Eran las doce menos dos minutos y llovía sin parar. Llegamos a la Tate con ansias de ver el espectáculo que habíamos originado. Una barrera policial acordonaba la entrada que da al río, frente a la antigua fábrica, frenando a cientos de personas congregadas que gritaban sin motivo. Pau fue recibido con privilegio y distinción. La galería había puesto una alfombra roja que llegaba hasta los ascensores del vestíbulo.
– ¿Has visto que ya tienes fans? – le dije al ver a un grupo de jóvenes enarbolando un cartel en el que se leía ‘Just do it’.
– Se trata de ser el primero – dijo con convicción.
– Sí pero; ¿y la policía?, – dije sin haber caído antes en ello – ¿por qué no intenta detenerte?

Subimos en ascensor hasta la octava planta y, pasando por el bar, accedimos al tejado por una escalera de metal. La lluvia y el viento en diagonal nos sacudían zarandeándonos al caminar. Al asomarnos al muro de hormigón del cercado, vimos como una densa multitud se movía heterogéneamente. Envalentonado por los rugidos del público en la distancia, Pau subió al alzado y, sujetándose a mi hombro, me confesó no estar muy seguro de lo que iba a hacer. Su cara estaba inundada de pavor.
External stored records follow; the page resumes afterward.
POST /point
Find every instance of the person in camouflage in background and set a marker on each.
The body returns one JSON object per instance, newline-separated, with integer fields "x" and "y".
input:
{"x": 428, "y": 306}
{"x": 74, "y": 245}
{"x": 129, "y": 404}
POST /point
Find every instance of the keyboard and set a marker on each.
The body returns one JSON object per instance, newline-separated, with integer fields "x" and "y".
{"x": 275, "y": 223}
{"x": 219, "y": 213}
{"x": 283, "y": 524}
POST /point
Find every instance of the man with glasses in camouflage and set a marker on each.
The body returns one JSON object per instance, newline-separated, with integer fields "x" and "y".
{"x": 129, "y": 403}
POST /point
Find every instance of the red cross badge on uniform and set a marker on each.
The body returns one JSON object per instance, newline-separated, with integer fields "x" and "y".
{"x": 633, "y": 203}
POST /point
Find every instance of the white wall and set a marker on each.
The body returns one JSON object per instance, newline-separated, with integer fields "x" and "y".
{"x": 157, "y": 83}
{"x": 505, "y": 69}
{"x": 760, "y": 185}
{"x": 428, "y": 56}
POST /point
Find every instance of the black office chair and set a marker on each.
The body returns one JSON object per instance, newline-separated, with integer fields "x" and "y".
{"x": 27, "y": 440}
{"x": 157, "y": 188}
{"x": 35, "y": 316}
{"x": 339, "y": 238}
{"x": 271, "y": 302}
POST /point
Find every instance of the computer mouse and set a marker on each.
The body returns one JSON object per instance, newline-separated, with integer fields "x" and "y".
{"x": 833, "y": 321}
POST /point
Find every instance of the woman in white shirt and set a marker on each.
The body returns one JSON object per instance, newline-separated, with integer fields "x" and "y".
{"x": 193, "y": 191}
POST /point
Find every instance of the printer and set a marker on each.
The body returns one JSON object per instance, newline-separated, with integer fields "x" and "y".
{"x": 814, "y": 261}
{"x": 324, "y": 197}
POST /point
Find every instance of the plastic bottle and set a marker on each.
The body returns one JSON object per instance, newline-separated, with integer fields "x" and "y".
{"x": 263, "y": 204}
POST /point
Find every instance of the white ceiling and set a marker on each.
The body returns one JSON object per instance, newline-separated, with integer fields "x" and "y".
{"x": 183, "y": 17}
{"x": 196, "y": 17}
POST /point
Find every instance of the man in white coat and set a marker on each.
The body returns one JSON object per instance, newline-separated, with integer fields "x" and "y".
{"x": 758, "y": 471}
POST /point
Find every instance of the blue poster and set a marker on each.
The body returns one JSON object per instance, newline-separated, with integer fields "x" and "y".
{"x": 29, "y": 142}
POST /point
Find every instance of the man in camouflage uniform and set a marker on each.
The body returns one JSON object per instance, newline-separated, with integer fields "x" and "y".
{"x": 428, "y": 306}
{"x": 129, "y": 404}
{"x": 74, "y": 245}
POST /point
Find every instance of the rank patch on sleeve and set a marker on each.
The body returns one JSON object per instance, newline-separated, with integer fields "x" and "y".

– ¡No tienes por qué saltar! – le dije mirando al abismo que se abría ante sus pies.
– Es ahora cuando me debo ganar la gloria, lo sé; pero no me veo capaz – dijo temblando, calado de lluvia fina que caía ininterrumpidamente.
Y fue dando un paso atrás, haciendo ademán de desistir, cuando el pie derecho le resbaló. Lo vi desaparecer en el vacío pero, en el último momento, con gran agilidad, se agarró de la manga de mi chaqueta, quedando suspendido encima del cemento. El peso de su cuerpo hizo que me abalanzase encima del cercado. Instintivamente lancé mi brazo derecho en su ayuda, que, con fuerza hercúlea, trataba de evitar el fatídico final. Pero, poco a poco, noté cómo mis pies se escurrían encima de las baldosas del tejado y, sin más: ¡zas!, nos precipitamos los dos hacia el asfalto.

Ahora, contándoos la historia desde el cielo, las cosas se ven distintas. Supongo que con más distancia. Pero sí os puedo decir que las ventajas de aquí arriba son sustanciales. Y por cierto, Enriqueta, allí abajo, vive como Dios.